K2: Scientists cheer as Kepler’s second chance gets NASA go-ahead
It’s official: NASA has given the Kepler spacecraft’s mission makeover the go-ahead, turning it from a pure planet-hunting endeavor to an exploratory venture to study a wide range of celestial objects.
The new mission, called K2, would repurpose the hobbled space telescope in a clever way: by using the sun as a necessary “third wheel” to help steer the spacecraft. Under K2’s marching orders, Kepler would look at all manner of phenomena, including exoplanets, supernovae, galaxy clusters and still-forming stars.
“We’re absolutely thrilled,” said Kepler project manager Charlie Sobeck at NASA Ames Research Center in Mountain View, Calif. “We thought we had a very exciting mission, and it’s gratifying to see that the review committee agreed with us. ”

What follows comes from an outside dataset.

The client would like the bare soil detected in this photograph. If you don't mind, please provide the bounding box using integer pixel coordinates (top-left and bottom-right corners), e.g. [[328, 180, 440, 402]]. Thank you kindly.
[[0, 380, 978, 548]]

Since its launch in 2009, the planet-hunting Kepler spacecraft stared at roughly 150,000 stars in a single patch of sky, looking for repeated tiny dips in their brightness that would signal a passing planet blocking their light. To do this, the space telescope needed a highly tuned precision-pointing capability, which required at least three reaction wheels to hold it very still. But two of its four wheels broke, leaving it one wheel short.
Scientists thought that was the end for the crippled spacecraft. UC Berkeley astronomer Geoffrey Marcy even penned a mournful poem after Kepler’s apparent demise. But engineers at Ball Aerospace soon realized that they could use the pressure from the sun’s light particles (known as photons) to push on the spacecraft in just the right way, essentially acting as that missing “third wheel.”
It’s not perfect, but it gets the job done, Kepler project scientist Steve Howell told The Times recently. And although the spacecraft can no longer stare at the same field for years on end, it can now look at a variety of interesting objects that are sure to draw the gaze of many scientists.
“When this concept was first described to our science team … I was expecting to see nothing but downturned faces,” Sobeck said. Instead, “one of the astrophysicists ran me down in the hallway and said, ‘This is the mission you guys should have flown right from the beginning.’”
Sobeck says the mission has an estimated 2 1/2 years of fuel left, but it’s possible the team could stretch that even further as it learns to steer the spacecraft efficiently in its new mode.